So I had intended on following up my last post regarding the "next wave" with some discussion about Sun's tools and how they are evolving to solve some for the new architectures resulting from service-based technology and a new ecology. However, I wanted to follow-up instead on my last post as a result of questions posed by some who read it ...

One question dealt with whether the increase in bandwidth might change the granularity of the services and what the effect on productivity might be. Interestingly, it could go either way ... with greater bandwidth it would of course be possible to have many more finer-grained services, however it's my contention that standard engineering requirements and practices will prevail (greater bandwidth will enable a vastly larger number of service interconnects, but that doesn't necessarily mean that the services themselves will become finer-grained).

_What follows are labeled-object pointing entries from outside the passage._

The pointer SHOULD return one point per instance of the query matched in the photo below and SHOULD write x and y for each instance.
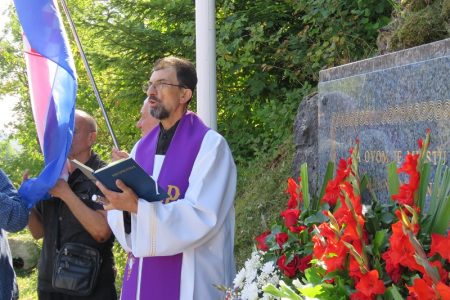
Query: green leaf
(423, 186)
(327, 177)
(314, 275)
(311, 291)
(305, 185)
(392, 293)
(317, 218)
(387, 218)
(393, 180)
(439, 211)
(379, 240)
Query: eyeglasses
(159, 86)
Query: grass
(260, 194)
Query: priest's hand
(61, 189)
(117, 154)
(126, 200)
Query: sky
(6, 103)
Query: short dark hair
(186, 73)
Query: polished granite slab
(387, 102)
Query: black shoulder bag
(76, 268)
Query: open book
(130, 173)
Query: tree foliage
(269, 54)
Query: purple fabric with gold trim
(161, 275)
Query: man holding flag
(53, 86)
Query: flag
(52, 84)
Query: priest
(179, 248)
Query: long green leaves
(305, 185)
(438, 217)
(393, 180)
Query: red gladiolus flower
(421, 290)
(288, 269)
(290, 217)
(401, 250)
(443, 290)
(405, 195)
(440, 244)
(295, 193)
(304, 263)
(369, 284)
(297, 229)
(392, 267)
(281, 238)
(261, 241)
(359, 296)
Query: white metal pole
(205, 30)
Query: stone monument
(387, 102)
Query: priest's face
(164, 92)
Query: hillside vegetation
(269, 54)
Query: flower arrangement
(334, 247)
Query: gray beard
(159, 112)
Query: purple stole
(161, 275)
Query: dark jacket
(55, 212)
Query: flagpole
(88, 69)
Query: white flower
(268, 267)
(239, 279)
(250, 292)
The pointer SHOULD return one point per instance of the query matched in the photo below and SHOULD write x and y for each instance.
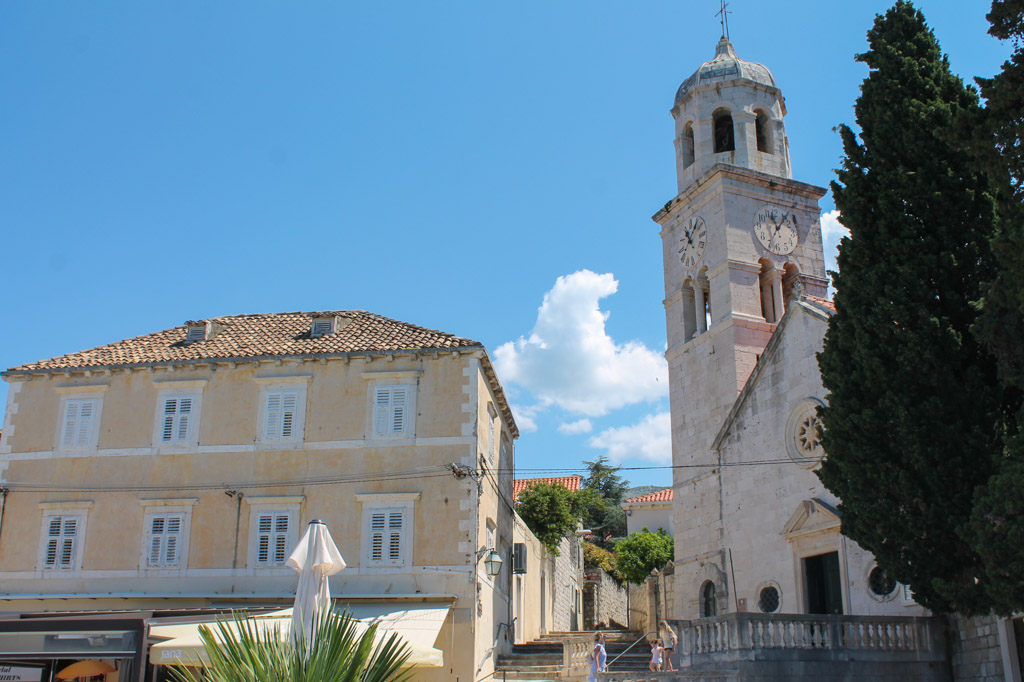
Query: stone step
(514, 659)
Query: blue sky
(484, 168)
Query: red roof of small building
(570, 482)
(656, 496)
(822, 302)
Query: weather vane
(724, 13)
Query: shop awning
(418, 625)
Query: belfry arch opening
(687, 148)
(762, 126)
(791, 283)
(724, 133)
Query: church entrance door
(823, 584)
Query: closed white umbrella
(315, 558)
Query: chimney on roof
(327, 323)
(196, 331)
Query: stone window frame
(801, 412)
(881, 598)
(159, 507)
(778, 590)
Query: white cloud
(832, 231)
(569, 360)
(649, 439)
(574, 428)
(524, 417)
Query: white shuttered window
(79, 420)
(272, 538)
(281, 415)
(177, 419)
(60, 549)
(387, 537)
(165, 540)
(391, 408)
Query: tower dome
(724, 67)
(729, 112)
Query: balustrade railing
(755, 631)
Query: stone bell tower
(740, 240)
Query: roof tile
(250, 336)
(656, 496)
(570, 482)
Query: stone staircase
(542, 659)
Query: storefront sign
(19, 674)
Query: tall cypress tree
(912, 423)
(998, 514)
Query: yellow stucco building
(176, 471)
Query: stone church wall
(605, 602)
(763, 488)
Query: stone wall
(976, 651)
(605, 603)
(566, 586)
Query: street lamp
(494, 562)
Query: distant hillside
(637, 491)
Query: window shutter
(172, 541)
(61, 534)
(184, 415)
(170, 409)
(52, 542)
(398, 398)
(395, 528)
(271, 538)
(272, 429)
(281, 539)
(377, 537)
(71, 422)
(382, 410)
(265, 524)
(289, 398)
(84, 423)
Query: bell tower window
(724, 133)
(687, 147)
(761, 125)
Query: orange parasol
(85, 669)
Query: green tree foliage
(240, 651)
(604, 515)
(552, 512)
(642, 552)
(998, 513)
(913, 421)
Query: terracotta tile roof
(828, 305)
(656, 496)
(520, 484)
(283, 334)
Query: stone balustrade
(795, 647)
(754, 631)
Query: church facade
(745, 312)
(764, 582)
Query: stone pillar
(698, 309)
(776, 290)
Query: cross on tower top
(724, 13)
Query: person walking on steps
(670, 639)
(597, 657)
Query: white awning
(417, 624)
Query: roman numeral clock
(693, 240)
(776, 229)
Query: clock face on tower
(692, 242)
(775, 229)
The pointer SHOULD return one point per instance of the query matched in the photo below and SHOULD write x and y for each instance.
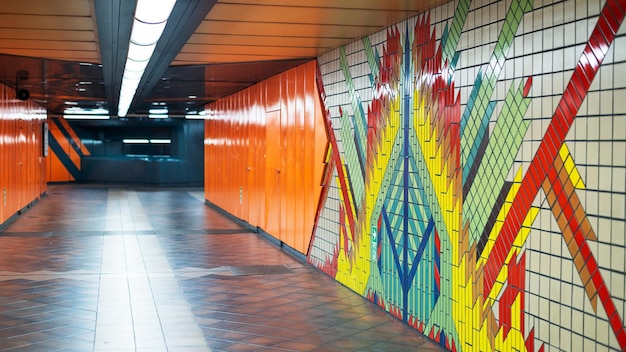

Essentially, I don't believe that the services themselves would be much different than how we build and deliver stand-alone apps and components today in terms of granularity. We build things at coarser levels of granularity for a reason: they are easier to deliver, test, manage and design (it's also typically a side-effect of the way we organize into development teams, etc.). The difference in these new components is the distributed nature of the applications they are used in ... someone else is providing some of our logic, some of services (from "somewhere"). We have to be able to handle that not only from a deployment/management viewpoint but the development/debugging/profiling one as well.

A separate question was how the services industry will evolve. There are (at least) two models which exist (or will exist) ... the first is the "legacy" folks like SAP who take their large systems and wrap it up as a collection of larger services (what's behind, for instance, NetWeaver / ESA and the delivery of "enterprise services") ... this, of course, is happening today as companies with existing infrastructure migrate to more loosely coupled systems. The second model I believe will be that of service aggregators (as a business).

Beyond the apps-to-be-services today, we will likely first see a massive explosion of smaller services for various functions, but over time things will coalesce around larger service providers (example: travel reservations system, financial support system or supply-chain management) who perform a function of aggregating smaller services and providing the management, risk mitigation ... most of the "ilities" for the apps, consumers or heck, other services which consume them. It will lead to an interesting new business model for the new "Dot Coms" as they take on the task of providing meta-services (and likely by in turn building upon things like the Sun Grid ... why pay for all of that infrastructure yourself when it exists at a low cost-per-hour for use by you and your customer ... ) ... anyone think this could be an interesting new business ?

The short answer here is that it will be rare that someone would build a large application of hundreds of services ... there will typically be a "food chain" of increasingly coarser services that applications higher up the chain will build on.

Existing SOA tools working with services (regardless of granularity) will improve productivity (we are visual creatures by nature ... working at the XML level is, to say the least ... painful), but we still need more in this space. While we do still need additional construction / visualization tools (to work at different levels of abstraction or use-case), productivity isn't just about the "building" side of development ... the whole life cycle needs to be addressed as well (which includes, obviously, deployment, debugging, profiling, maintenance, etc.). Coarser services should help somewhat (less to manage), but there is still a lot missing in terms of infrastructure, architecture, blueprints, best-practices, runtimes (and yes tools). The good news is that we (Sun) are thinking about it and in an upcoming blog I'll describe what we're currently doing as well as where I see things moving in the future.